The above procedure will be used for the simulation of the nonlinear fractional system presented in this paper.

3 Problem setting

Consider a fractional SISO Hammerstein system shown in Fig. 1, which consists of a static nonlinear block followed by a fractional linear block.

Fig. 1
figure 1

Hammerstein system

An output-error framework is considered, where the linear part is described by a fractional state-space model and a controllable form is assumed:

$$\begin{aligned} \begin{array}{rcl} &{}&{}\varDelta ^{\alpha }x(k+1)=A_0x(k)+B_0 \tilde{u}(k)\\ &{}&{}\tilde{y}(k)=C_0x(k)+D_0\tilde{u}(k)\\ \end{array} \end{aligned}$$
(11)

where \(x(k) \in \mathbb {R}^n\), \(\tilde{u}(k)\), and \(\tilde{y}(k)\) are, respectively, the state vector, the system input, and the noise-free output of the linear part, \(\tilde{u}(k)\) is an internal variable and the nonlinear part output.

The nonlinear part is assumed to be a polynomial of order r [36] with unknown coefficients \(p_i (i=1,2,\cdots ,r)\)

$$\begin{aligned} \tilde{u}(k)=f(u(k))=\sum \limits ^{r}_{i=1}p_{i}u^{i}(k) \end{aligned}$$
(12)

The system overall output y(k) in presence of noise v(k) is as follows:

$$\begin{aligned} y(k)=\tilde{y}(k)+v(k) \end{aligned}$$
(13)

Substituting Eq. (12) into Eq. (11), yields to the Hammerstein model equations:

$$\begin{aligned}&\displaystyle \varDelta ^{\alpha }x(k+1)=A_0x(k)+B_0 \sum \limits ^{r}_{i=1}p_{i}u^{i}(k)\nonumber \\&\displaystyle y(k)=C_0x(k)+D_0\sum \limits ^{r}_{i=1}p_{i}u^{i}(k)+v(k) \end{aligned}$$
(14)
$$\begin{aligned} \begin{array}{rcl} \varDelta ^{\alpha }x(k+1)&{}=&{}A_0x(k)+B_0p_{1}u(k) \\ &{}&{} +\,B_{0}\sum \limits ^{r}_{i=2}p_{i}u^{i}(k)\\ y(k)&{}=&{}C_0x(k)+D_0p_{1}u(k)+D_0\sum \limits ^{r}_{i=2}p_{i}u^{i}(k)\\ &{}&{}+\,v(k) \end{array} \end{aligned}$$
(15)

Without loss of generality, the coefficient \(p_1\) of the nonlinear block polynomial can be normalized and set equal to 1. The obtained model of Eq. (15) is a state-space model containing nonlinear elements of polynomial type; thus, the polynomial nonlinear state-space model, defined for the integer case in [36], can be extended for the fractional case. It is expressed as follows:

$$\begin{aligned} \varDelta ^{\alpha }x(k+1)= & {} Ax(k)+Bu(k)+E\eta (k)\nonumber \\ y(k)= & {} Cx(k)+Du(k)+F\zeta (k) \end{aligned}$$
(16)

where the regular linear part of this state-space model is described by the matrices ABCD; the matrices \(E\in \mathbb {R}^{1\times n_{\eta }}\) and \(F\in \mathbb {R}^{1\times n_{\zeta }}\) contain the coefficients associated with the nonlinear terms.

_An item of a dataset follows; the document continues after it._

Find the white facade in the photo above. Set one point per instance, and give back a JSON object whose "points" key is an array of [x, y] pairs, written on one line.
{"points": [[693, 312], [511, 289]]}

The vectors \(\zeta (k)\) and \(\eta (k)\) include the monomials u(k) and x(k) of degree 2 up to r.

Let us derive the PNLSS model for the fractional Hammerstein system: The link between Eq. (15) and the PNLSS model of Eq. (16) is as follows

$$\begin{aligned} A= & {} A_{0} \,\quad B = B_{0}\,\quad C = C_{0} \,\quad D = D_{0} \end{aligned}$$
(17)
$$\begin{aligned} E= & {} [p_{2}B_{0} \cdots p_{r}B_{0}]\,\quad F = [p_{2}D_{0}\cdots p_{r}D_{0}] \end{aligned}$$
(18)

The vectors \(\zeta (k)\) and \(\eta (k)\) in this Hammerstein case are equal, and they contain the monomials in u(k) of degree 2 up to r as follows:

$$\begin{aligned} \zeta (k)\,=\,\eta (k)= \left[ \,u^2(k)\quad u^3(k)\cdots \quad u^{r}(k)\,\right] ^{\mathrm{T}} \end{aligned}$$
(19)

The PNLSS model for the fractional Hammerstein system of Fig.1 is:

$$\begin{aligned} \varDelta ^{\alpha }x(k+1)= & {} Ax(k)+Bu(k)+E\eta (k)\nonumber \\ y(k)= & {} Cx(k)+Du(k)+F\eta (k)+v(k) \end{aligned}$$
(20)

The Hammerstein system has been transformed into the nonlinear fractional PNLSS model whose matrices explicitly provide the parameters of the original model. Indeed, its matrices ABCD are equal to the original Hammerstein linear part matrices, while the matrices E and F include the nonlinear part coefficients \(p_i\) with redundancy. The advantage of this system is that it ensures a better parameterization of the model than the original counterpart, since its two subsystems parameters are explicitly separated.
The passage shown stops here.